Payments as an industry continue to grow (global payments revenues totalled $1.9 trillion in 2018 alone (McKinsey)). A market that big, no wonder non-banks and non-traditional players are entering to grab their share. The opportunity to disrupt and carve out market share lies in joining the dots in the customer journey. It used to be a channel choice to connect to the retailer. Now it’s a channel choice to the retailer then a wallet choice at the terminal.
The ability of consumers to opt for a brand at the point-of-purchase, to pay with a brand they choose or even love, changes the connection to the bank or financial service provider in a way many fail to grasp. The ties that connect the customer to the brand and weaker and weaker.
The Retail Disconnect
So, imagine you’re at the checkout page or in the store at the till. For a bank or payment provider, its name on the screen or the payment terminal is the key point of connection with you, their shared customer.
Don’t assume you’ll be the chosen one. When the customer can choose the payment provider that offers the best vouchers and rewards, will they choose you? When they can simply wave their phone or ‘Smile-to-pay’, when they never see your logo or brand, how do you build that relationship that keeps them by your side?
The answer always lies in the lessons of the successful brands and businesses from the past and focussing on the customer needs. Stores used to make you queue. The agile and customer focussed introduced self-checkout. The free-thinking added roving assistants that come with their own till. And the really clever took advantage of online to shift or blend their offer and drive huge fortunes.
Now take an extra step, instore or onscreen, work hard to re-invent and re-position your brand so you’re on the terminal or by the confirm purchase button. Think what message this sends the customer. We’ve thought of you. We’re on your side. We’re your friend. We’re changing to suit your needs. Choose us. Stay with us.
Becoming ‘The Chosen One’
Some brands will be leaders, some innovators, but not all will survive. They never do. But none of those that seek to succeed can afford to avoid the cracking landscape of payments that is happening within banking.

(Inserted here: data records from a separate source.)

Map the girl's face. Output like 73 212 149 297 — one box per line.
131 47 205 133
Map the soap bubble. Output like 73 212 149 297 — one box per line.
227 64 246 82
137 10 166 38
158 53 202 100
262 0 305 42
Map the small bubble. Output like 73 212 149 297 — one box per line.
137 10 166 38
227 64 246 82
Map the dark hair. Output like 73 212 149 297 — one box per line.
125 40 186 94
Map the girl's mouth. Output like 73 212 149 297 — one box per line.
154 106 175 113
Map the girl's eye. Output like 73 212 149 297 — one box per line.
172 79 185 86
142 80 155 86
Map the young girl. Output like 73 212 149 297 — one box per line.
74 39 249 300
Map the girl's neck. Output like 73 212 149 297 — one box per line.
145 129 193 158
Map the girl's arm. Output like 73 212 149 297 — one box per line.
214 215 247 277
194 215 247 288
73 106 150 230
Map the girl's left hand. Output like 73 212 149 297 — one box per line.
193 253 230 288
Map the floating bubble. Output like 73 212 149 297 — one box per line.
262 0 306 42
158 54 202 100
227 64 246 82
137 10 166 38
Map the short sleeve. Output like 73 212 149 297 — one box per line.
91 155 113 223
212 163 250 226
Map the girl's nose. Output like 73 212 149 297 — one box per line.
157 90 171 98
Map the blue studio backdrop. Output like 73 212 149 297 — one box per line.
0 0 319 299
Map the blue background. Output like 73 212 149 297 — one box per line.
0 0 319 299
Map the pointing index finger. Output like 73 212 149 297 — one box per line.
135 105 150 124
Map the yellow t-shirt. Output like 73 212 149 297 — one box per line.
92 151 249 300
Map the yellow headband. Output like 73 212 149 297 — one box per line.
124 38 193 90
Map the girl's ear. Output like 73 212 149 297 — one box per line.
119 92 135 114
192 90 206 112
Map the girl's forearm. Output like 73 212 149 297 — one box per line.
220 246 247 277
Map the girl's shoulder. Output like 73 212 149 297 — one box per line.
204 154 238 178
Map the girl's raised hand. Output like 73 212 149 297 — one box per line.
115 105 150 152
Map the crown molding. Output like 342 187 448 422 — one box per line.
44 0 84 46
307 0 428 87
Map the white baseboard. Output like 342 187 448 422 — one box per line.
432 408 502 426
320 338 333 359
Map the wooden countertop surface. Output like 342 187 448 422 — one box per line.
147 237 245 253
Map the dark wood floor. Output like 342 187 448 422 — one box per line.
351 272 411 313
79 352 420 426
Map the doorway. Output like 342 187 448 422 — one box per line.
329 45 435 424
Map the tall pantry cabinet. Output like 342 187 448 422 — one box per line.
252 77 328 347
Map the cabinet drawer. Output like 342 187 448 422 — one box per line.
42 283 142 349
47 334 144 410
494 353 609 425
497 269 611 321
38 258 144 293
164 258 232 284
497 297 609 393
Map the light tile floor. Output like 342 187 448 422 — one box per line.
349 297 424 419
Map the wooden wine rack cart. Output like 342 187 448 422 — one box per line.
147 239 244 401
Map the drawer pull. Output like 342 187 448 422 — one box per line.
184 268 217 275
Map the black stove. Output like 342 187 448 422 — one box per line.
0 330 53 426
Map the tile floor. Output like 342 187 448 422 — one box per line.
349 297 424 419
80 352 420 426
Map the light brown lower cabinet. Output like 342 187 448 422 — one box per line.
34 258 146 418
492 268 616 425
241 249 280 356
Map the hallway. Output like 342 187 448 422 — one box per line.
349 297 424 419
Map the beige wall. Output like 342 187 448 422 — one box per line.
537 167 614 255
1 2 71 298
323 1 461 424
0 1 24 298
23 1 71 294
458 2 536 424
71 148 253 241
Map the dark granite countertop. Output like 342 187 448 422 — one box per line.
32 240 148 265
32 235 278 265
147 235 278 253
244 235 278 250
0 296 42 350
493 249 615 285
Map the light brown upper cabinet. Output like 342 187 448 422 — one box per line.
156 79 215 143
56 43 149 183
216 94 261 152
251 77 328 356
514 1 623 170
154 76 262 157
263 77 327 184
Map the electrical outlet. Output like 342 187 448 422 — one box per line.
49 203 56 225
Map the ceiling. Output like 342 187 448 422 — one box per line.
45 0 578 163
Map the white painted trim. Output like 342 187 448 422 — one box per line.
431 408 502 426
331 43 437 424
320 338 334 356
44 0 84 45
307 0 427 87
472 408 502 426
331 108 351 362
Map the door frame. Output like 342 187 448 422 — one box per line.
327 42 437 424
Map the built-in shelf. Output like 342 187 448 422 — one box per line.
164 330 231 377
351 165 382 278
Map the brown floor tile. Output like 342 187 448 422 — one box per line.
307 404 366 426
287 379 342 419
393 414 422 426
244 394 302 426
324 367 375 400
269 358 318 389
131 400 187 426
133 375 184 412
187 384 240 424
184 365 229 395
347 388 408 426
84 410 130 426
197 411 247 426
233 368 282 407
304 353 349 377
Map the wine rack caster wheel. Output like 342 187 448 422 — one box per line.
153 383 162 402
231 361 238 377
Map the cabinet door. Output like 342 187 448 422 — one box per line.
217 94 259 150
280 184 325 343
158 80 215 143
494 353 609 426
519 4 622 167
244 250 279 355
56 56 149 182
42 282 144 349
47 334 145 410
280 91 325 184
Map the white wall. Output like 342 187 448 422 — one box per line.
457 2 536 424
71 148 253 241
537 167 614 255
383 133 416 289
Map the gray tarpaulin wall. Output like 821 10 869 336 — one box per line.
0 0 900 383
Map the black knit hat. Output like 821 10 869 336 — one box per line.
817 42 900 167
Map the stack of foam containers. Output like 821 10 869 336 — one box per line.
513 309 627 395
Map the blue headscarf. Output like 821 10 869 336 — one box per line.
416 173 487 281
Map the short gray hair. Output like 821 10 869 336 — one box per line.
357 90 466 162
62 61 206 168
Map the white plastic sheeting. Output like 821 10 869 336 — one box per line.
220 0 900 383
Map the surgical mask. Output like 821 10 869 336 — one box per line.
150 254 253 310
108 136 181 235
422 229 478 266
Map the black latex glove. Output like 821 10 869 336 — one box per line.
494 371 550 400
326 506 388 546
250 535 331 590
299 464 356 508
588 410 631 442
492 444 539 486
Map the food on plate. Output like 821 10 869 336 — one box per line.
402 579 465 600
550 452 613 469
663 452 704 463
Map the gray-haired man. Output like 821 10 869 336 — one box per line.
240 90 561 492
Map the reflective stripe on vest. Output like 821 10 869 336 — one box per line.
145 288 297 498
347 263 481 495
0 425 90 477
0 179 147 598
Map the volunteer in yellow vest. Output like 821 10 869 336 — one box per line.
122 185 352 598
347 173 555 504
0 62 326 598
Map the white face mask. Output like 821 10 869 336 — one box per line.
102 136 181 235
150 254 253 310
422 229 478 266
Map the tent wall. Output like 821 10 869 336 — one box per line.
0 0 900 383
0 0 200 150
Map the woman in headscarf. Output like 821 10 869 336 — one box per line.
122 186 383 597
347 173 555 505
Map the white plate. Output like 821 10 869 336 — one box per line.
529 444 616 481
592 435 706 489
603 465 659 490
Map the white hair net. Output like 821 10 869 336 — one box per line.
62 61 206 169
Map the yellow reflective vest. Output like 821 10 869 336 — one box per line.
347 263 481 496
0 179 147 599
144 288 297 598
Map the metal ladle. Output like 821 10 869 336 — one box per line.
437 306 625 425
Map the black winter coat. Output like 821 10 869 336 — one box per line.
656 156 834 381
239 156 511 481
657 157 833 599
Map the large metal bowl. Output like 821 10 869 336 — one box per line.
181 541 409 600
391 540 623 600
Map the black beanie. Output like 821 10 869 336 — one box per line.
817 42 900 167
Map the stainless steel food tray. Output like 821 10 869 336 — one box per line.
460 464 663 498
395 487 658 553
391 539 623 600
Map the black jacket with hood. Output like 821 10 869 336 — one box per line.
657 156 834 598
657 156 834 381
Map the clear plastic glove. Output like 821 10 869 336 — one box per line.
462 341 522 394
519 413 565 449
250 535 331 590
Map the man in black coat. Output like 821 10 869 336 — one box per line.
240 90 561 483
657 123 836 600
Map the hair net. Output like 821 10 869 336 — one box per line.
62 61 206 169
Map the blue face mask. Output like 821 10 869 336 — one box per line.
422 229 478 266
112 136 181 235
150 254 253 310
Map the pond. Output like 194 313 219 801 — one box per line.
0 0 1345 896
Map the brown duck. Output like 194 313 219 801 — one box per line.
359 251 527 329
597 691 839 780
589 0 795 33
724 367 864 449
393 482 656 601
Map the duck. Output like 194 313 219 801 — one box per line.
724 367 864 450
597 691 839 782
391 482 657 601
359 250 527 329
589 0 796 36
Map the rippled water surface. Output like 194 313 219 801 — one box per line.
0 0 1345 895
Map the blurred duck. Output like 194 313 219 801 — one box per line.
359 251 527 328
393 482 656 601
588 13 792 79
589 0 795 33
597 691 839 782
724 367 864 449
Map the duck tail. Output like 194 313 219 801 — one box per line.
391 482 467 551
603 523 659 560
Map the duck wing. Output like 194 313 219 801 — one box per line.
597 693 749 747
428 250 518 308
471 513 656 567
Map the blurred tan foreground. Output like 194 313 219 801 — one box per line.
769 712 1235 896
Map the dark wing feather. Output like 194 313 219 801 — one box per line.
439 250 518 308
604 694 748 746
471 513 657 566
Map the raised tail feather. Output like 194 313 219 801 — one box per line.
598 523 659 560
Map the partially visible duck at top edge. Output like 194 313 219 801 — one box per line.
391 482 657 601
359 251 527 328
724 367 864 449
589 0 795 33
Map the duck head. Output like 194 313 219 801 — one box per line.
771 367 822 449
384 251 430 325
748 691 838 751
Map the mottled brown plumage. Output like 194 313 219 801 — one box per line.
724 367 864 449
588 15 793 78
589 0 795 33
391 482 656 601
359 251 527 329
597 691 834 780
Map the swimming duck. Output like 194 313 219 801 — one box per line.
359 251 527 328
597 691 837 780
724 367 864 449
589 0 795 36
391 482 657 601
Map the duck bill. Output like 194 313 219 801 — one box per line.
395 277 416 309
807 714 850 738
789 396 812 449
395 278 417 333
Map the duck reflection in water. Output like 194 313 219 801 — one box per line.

The winners in the transactional world of retail and consumption need to be customer-focused, more responsive, and deliver the services their customers actually want. This is always the start of our advice to every FinTech we work with and help.
Make sure what you offer keeps adapting. Make sure your offer is driven by customer demands. Be relevant. Keep up with Apple and Google. Have a view on Klarna. In short, make sure you’re the chosen one, however, your customers want to pay.
Because the lesson the past teaches us this time. Only the chosen will survive.
This article is part of a series published in Global Banking and Finance Magazine.